Python is currently the language taught in a lot of universities. That may change - it used to be Pascal and Java. Python is now a job skill, but it might not be in the future (see Perl). Learning good programming habits is more important than the language. Python provides object-oriented and imperative programming styles, but does not provide functional programming naturally.
Permissive free licenses such as those used by the commonly-used packages in the Python science ecosystem removes a barrier when thinking about applications, so that is an advantage.
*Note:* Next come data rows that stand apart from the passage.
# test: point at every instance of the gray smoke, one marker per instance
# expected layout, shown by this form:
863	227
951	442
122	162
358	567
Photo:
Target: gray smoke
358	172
I've tried to boil down all of these great suggestion into the following rough draft
The solar community is relatively small compared to other scientific communities. In order to keep up with increasingly difficult scientific challenges and produce world-class science it must leverage all relevant and available resources. This drove the past transition from FORTRAN to IDL in the 1980s. Two driving factors for this change were the fact that IDL is an interpretive language which allowed for faster (and therefore cheaper) development compared to FORTRAN, a compiled language, and because IDL includes a large number of powerful libraries that support scientific data analysis. In parallel, the astronomy community was going through the same transition which further motivated the solar community with new and complimentary software released as part of the IDL Astronomy User's Library. Comparitively, the transition from IDL to Python will provide a much more significant improvement. The generic strengths of Python have been enumerated in a number of other papers (cite cite cite). Specific to solar are
1] access to students that already have learned Python so no need to train them
2] access to a whole new world-wide community of developers since python is free
3] access to a wide-range of specialized tools
4] access to (free) compute services
Let's keep this open for now -- sorry I've been late to address this issue :snail:
sorry yes didn't mean to close it! 🤦♂
Also worth pointing out that the open development model of sunpy and the surrounding ecosystem is a big plus irrespective of the choice of language.
@nabobalis suggested we add a 'Why' Section motivating the need for SunPy in the first place. We all agreed during our 17 July meeting that this is a good idea.
Let's collect ideas in this issue rather than assigning this section to any given person.